While different solutions have been proposed, the Conference of the Parties (COP) meeting 15 (COP15) resulted in the proposal for the establishment of a global fund, among other strategies, to address these issues. The goal was for countries to have negotiated terms to achieve this by October 2024, with guidelines stating that the multilateral mechanism by which benefits are shared must not hinder research or innovation, allow open access data sharing, but at the same time provide reliable legal provisions, and generate more benefit than cost. , In response, following COP16, the Cali Fund for the Fair and Equitable Sharing of Benefits from the Use of Digital Sequence Information (the “Cali fund”) was launched in February 2025. Significant hurdles and details remain to be worked out, but natural product researchers should be aware of these and other ongoing initiatives, their potential effects on research, and contribute their expertise where possible. Moving forward, continued international cooperation and innovative mechanisms will be crucial to both encourage research and discovery and enable equitable benefit-sharing. A future without robust conservation is a future with dwindling biodiversity and, in turn, a significantly impoverished landscape for natural product discovery.

Conclusion

From the foundational Sanger method to revolutionary next-gen technologies, sequencing has steadily revealed the hidden chemical potential encoded within diverse organisms. Marching in lockstep with the ever-advancing technologies are the algorithms for quality control, contig assembly, and crucially, for the targeted mining of biosynthetic gene clusters (BGCs), which have become important technologies for a natural product researcher. These tools not only enable the efficient identification of BGCs but also facilitate large-scale comparisons, allowing researchers to quickly assess the novelty and potential bioactivity of newly discovered gene clusters. In this way, sequencing has been instrumental in unlocking the “microbial dark matter”, revealing the vast biosynthetic capabilities of previously unknown and unculturable organisms. Beyond the identification of BGCs, transcriptomic analyses have provided a critical window into the expression and regulation of BGCs and their associated natural products. This allows researchers to optimize culture conditions for maximal compound production, prioritize promising microbial strains, and even challenge long-held assumptions about the timing of secondary metabolite production. As sequencing technologies continue to advance in accuracy, speed, and affordability and as bioinformatic tools become even more sophisticated, the future of natural product compound discovery promises an exciting era of exploration. The integration of “omics” data, artificial intelligence, and synthetic biology, all underpinned by the power of nucleotide sequencing, will undoubtedly lead to a cascade of discoveries that will invigorate and advance the field of natural product discovery for years to come.

Acknowledgments

This research was supported in whole with Federal Funds from the National Cancer Institute, Center for Cancer Research, National Institutes of Health, Department of Health and Human Services, Intramural Program, under project numbers ZIA 011471 (B.R.O.) and ZIA 011469 (J.A.B.). I would also extend my deep appreciation to Dr. Barry O’Keefe, Dr. John Beutler, and Prof. Rosemary Dorrington, who provided thoughtful, helpful, and constructive feedback during the preparation of this report.

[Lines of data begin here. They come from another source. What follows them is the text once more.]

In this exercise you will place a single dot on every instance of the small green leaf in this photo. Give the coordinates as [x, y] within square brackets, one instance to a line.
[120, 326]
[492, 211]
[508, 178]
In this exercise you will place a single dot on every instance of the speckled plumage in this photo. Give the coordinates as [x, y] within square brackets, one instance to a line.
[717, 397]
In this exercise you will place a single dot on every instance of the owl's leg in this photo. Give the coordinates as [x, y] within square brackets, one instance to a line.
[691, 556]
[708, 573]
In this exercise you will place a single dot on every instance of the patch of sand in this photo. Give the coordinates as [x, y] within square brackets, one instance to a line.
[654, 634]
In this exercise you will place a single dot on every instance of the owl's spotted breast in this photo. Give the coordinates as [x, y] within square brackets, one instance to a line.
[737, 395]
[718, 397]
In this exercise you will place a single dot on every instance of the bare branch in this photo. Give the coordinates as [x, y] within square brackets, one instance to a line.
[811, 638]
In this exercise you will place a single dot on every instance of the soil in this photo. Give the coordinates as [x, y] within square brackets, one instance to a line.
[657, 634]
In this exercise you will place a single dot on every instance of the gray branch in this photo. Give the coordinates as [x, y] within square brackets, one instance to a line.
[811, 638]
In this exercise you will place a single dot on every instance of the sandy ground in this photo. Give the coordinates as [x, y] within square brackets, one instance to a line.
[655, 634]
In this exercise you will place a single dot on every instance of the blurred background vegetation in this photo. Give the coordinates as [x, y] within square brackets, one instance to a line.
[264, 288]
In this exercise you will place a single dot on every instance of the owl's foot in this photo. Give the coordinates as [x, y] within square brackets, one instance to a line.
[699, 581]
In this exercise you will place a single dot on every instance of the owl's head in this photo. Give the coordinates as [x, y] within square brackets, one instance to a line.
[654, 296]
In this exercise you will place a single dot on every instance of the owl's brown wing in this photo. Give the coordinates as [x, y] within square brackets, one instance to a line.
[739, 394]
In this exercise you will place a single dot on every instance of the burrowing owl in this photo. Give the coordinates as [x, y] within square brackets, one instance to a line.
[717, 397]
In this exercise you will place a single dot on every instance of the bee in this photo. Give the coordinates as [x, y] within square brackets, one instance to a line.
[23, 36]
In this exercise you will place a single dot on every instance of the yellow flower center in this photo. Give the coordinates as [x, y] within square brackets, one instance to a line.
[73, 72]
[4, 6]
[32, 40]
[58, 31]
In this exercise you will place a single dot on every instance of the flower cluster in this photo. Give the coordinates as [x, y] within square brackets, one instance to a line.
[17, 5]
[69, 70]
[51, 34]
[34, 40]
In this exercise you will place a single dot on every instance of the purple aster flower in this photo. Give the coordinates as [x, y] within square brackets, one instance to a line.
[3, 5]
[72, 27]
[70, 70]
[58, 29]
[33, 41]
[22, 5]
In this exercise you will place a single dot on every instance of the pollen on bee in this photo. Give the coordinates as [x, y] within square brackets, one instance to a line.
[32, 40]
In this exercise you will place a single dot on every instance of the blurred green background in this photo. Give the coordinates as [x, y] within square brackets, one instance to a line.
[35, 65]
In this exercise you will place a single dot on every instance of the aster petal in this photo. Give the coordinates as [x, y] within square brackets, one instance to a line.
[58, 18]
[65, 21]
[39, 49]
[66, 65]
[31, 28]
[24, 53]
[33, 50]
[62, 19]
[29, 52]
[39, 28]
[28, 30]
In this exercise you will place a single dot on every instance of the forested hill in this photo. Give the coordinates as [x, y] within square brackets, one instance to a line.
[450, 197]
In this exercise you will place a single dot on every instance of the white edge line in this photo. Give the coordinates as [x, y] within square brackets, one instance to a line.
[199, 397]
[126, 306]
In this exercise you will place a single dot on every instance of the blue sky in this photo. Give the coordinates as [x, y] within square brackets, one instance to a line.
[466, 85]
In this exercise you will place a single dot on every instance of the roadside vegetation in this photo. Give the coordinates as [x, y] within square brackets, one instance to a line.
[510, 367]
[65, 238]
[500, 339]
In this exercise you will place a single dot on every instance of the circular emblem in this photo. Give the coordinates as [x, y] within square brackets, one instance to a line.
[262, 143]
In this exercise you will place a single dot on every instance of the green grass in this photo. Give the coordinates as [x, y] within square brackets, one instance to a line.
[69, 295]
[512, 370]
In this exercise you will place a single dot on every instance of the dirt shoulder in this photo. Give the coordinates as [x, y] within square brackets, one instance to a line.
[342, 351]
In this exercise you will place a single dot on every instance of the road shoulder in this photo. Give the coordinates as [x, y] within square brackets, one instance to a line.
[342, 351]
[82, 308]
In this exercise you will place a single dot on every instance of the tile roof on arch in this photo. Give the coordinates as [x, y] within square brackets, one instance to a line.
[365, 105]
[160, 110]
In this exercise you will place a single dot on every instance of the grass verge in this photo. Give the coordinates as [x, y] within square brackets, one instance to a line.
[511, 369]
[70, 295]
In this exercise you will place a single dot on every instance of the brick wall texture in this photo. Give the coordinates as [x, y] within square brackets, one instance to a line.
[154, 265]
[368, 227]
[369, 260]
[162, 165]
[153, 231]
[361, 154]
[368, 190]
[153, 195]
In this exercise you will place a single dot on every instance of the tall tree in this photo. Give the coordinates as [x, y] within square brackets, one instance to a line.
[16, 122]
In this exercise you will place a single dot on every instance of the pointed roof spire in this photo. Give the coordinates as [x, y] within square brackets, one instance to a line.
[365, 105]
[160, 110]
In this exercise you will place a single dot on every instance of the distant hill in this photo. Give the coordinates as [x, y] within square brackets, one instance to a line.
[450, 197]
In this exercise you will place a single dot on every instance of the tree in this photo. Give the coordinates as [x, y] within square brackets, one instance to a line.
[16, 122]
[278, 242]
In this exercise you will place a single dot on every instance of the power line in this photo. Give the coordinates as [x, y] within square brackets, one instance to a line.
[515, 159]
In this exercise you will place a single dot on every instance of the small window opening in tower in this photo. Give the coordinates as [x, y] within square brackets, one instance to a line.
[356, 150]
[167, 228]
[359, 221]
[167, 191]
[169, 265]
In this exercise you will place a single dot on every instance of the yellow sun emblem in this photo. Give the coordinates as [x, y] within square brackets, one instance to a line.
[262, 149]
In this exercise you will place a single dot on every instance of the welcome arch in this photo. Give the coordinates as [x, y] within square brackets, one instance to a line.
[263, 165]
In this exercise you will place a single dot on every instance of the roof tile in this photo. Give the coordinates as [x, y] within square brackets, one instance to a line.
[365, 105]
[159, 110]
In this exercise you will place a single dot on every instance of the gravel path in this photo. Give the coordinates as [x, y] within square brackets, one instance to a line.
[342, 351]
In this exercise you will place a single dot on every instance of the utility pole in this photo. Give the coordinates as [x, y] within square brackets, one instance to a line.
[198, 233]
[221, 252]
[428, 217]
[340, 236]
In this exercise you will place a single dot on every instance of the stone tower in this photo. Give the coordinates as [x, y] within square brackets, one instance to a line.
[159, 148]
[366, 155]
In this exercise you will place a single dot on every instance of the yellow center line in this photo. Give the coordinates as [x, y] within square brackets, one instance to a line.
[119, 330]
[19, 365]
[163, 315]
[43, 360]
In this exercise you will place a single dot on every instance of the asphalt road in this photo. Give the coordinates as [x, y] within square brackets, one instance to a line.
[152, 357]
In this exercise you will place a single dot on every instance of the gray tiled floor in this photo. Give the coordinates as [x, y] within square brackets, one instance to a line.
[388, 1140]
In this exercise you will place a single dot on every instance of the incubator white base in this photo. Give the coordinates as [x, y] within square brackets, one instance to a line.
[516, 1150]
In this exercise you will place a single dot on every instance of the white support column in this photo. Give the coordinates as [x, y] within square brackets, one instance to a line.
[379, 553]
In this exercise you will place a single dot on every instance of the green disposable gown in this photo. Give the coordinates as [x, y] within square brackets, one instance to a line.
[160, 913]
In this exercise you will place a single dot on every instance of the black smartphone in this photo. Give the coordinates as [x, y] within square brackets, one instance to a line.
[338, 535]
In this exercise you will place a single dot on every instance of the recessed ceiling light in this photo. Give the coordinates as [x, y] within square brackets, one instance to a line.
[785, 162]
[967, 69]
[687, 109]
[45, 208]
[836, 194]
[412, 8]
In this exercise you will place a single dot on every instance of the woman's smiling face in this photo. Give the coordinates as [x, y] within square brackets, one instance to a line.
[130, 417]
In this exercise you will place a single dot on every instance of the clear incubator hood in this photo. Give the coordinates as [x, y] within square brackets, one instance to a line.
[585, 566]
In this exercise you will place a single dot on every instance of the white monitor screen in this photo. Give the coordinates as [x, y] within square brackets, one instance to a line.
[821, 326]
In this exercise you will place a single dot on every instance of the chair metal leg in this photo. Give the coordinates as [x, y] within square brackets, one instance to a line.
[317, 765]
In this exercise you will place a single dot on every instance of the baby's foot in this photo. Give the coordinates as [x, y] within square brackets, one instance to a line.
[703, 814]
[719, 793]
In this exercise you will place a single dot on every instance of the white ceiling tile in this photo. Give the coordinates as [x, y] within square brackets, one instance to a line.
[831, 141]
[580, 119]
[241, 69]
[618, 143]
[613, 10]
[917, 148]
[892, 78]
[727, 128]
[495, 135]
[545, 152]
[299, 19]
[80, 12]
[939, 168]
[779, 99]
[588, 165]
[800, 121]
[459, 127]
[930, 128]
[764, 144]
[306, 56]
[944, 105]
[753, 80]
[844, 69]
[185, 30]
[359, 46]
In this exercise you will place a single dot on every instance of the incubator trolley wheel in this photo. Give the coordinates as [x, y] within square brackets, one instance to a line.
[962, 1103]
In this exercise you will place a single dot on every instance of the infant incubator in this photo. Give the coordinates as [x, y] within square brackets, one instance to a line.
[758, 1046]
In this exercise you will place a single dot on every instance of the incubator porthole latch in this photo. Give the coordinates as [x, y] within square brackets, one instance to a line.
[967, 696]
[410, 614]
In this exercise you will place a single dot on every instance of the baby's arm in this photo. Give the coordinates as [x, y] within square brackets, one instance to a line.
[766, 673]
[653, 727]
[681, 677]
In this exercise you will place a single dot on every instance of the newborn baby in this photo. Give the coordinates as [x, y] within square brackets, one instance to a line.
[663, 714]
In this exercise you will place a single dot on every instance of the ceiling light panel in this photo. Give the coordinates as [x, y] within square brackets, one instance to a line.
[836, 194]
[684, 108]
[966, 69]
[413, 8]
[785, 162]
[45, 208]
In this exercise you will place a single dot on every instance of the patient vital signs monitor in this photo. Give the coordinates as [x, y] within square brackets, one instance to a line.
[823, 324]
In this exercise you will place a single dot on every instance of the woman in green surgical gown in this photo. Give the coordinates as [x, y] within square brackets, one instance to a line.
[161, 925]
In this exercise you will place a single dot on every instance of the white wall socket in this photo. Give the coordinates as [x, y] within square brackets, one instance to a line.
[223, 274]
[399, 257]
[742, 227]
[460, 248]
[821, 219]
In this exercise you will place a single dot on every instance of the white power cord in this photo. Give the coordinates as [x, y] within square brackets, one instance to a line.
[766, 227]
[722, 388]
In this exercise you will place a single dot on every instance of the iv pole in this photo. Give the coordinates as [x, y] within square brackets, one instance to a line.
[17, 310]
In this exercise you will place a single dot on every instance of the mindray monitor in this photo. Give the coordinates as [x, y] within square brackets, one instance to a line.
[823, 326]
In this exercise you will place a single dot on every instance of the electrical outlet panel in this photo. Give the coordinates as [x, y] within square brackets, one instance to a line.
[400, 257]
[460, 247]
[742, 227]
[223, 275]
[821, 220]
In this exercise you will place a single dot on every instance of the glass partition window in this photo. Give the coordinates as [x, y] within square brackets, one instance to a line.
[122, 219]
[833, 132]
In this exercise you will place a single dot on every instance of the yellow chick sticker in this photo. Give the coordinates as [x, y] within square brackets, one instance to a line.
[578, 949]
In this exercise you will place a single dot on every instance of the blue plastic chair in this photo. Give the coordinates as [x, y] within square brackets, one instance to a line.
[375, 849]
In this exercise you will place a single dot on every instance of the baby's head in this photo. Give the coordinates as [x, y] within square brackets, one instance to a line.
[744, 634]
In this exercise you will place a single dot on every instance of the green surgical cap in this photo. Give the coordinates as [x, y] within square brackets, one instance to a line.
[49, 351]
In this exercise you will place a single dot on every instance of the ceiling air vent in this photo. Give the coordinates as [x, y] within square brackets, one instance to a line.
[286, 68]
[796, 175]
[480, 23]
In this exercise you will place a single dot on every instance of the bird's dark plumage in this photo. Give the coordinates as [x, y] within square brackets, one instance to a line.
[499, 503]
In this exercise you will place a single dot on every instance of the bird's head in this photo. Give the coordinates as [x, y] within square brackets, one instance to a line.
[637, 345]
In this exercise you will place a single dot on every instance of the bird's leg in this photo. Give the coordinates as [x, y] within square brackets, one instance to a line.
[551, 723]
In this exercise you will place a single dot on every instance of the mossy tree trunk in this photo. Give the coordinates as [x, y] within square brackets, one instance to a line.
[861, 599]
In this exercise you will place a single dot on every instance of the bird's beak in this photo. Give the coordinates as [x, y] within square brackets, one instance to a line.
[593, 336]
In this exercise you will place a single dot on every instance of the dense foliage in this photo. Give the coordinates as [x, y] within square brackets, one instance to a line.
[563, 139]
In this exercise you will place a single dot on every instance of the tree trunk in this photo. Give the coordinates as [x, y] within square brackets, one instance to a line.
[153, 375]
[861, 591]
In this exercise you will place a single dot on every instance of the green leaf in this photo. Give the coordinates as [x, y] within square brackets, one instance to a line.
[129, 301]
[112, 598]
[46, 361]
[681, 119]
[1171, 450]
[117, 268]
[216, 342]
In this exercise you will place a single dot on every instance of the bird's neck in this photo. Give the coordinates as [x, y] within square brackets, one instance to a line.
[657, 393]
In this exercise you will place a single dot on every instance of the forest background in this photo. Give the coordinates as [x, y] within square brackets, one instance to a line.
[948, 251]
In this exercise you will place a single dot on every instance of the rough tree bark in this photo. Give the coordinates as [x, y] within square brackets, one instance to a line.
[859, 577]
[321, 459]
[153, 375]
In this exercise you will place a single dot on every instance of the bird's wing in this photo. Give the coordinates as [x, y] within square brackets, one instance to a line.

The author declares no competing financial interest.

References

  1. Suring W., Hoogduin D., Le Ngoc G., Brouwer A., van Straalen N. M., Roelofs D.. Nonribosomal Peptide Synthetases in Animals. Genes (Basel) 2023;14(9):1741. doi: 10.3390/genes14091741. [DOI] [PMC free article] [PubMed] [Google Scholar]
  2. Robey M. T., Caesar L. K., Drott M. T., Keller N. P., Kelleher N. L.. An Interpreted Atlas of Biosynthetic Gene Clusters from 1,000 Fungal Genomes. Proc. Natl. Acad. Sci. U. S. A. 2021;118(19):e2020230118. doi: 10.1073/pnas.2020230118. [DOI] [PMC free article] [PubMed] [Google Scholar]
  3. Zhgun A. A.. Fungal BGCs for Production of Secondary Metabolites: Main Types, Central Roles in Strain Improvement, and Regulation According to the Piano Principle. Int. J. Mol. Sci. 2023;24(13):11184. doi: 10.3390/ijms241311184. [DOI] [PMC free article] [PubMed] [Google Scholar]
  4. Kautsar S. A., van der Hooft J. J. J., de Ridder D., Medema M. H.. BiG-SLiCE: A Highly Scalable Tool Maps the Diversity of 1.2 Million Biosynthetic Gene Clusters. Gigascience. 2021;10:giaa154. doi: 10.1093/gigascience/giaa154. [DOI] [PMC free article] [PubMed] [Google Scholar]
  5. Feng L., Gordon M. T., Liu Y., Basso K. B., Butcher R. A.. Mapping the Biosynthetic Pathway of a Hybrid Polyketide-Nonribosomal Peptide in a Metazoan. Nat. Commun. 2021;12(1):4912. doi: 10.1038/s41467-021-24682-9. [DOI] [PMC free article] [PubMed] [Google Scholar]
  6. Heather J. M., Chain B.. The Sequence of Sequencers: The History of Sequencing DNA. Genomics. 2016;107(1):1–8. doi: 10.1016/j.ygeno.2015.11.003. [DOI] [PMC free article] [PubMed] [Google Scholar]
  7. Shendure J., Balasubramanian S., Church G. M., Gilbert W., Rogers J., Schloss J. A., Waterston R. H.. DNA Sequencing at 40: Past, Present and Future. Nature. 2017;550(7676):345–353. doi: 10.1038/nature24286. [DOI] [PubMed] [Google Scholar]
  8. Tyagi P., Bhide M.. History of DNA Sequencing. Folia Vet. 2020;64(2):66–73. doi: 10.2478/fv-2020-0019. [DOI] [Google Scholar]
  9. Giani A. M., Gallo G. R., Gianfranceschi L., Formenti G.. Long Walk to Genomics: History and Current Approaches to Genome Sequencing and Assembly. Comput. Struct. Biotechnol. J. 2020;18:9–19. doi: 10.1016/j.csbj.2019.11.002. [DOI] [PMC free article] [PubMed] [Google Scholar]
  10. Satam H., Joshi K., Mangrolia U., Waghoo S., Zaidi G., Rawool S., Thakare R. P., Banday S., Mishra A. K., Das G., Malonia S. K.. Next-Generation Sequencing Technology: Current Trends and Advancements. Biology (Basel) 2023;12(7):997. doi: 10.3390/biology12070997. [DOI] [PMC free article] [PubMed] [Google Scholar]
  11. Levy S. E., Boone B. E.. Next-Generation Sequencing Strategies. Cold Spring Harb. Perspect. Med. 2019;9(7):a025791. doi: 10.1101/cshperspect.a025791. [DOI] [PMC free article] [PubMed] [Google Scholar]
  12. Sanger F., Nicklen S., Coulson A. R.. DNA Sequencing with Chain-Terminating Inhibitors. Proc. Natl. Acad. Sci. U. S. A. 1977;74(12):5463–5467. doi: 10.1073/pnas.74.12.5463. [DOI] [PMC free article] [PubMed] [Google Scholar]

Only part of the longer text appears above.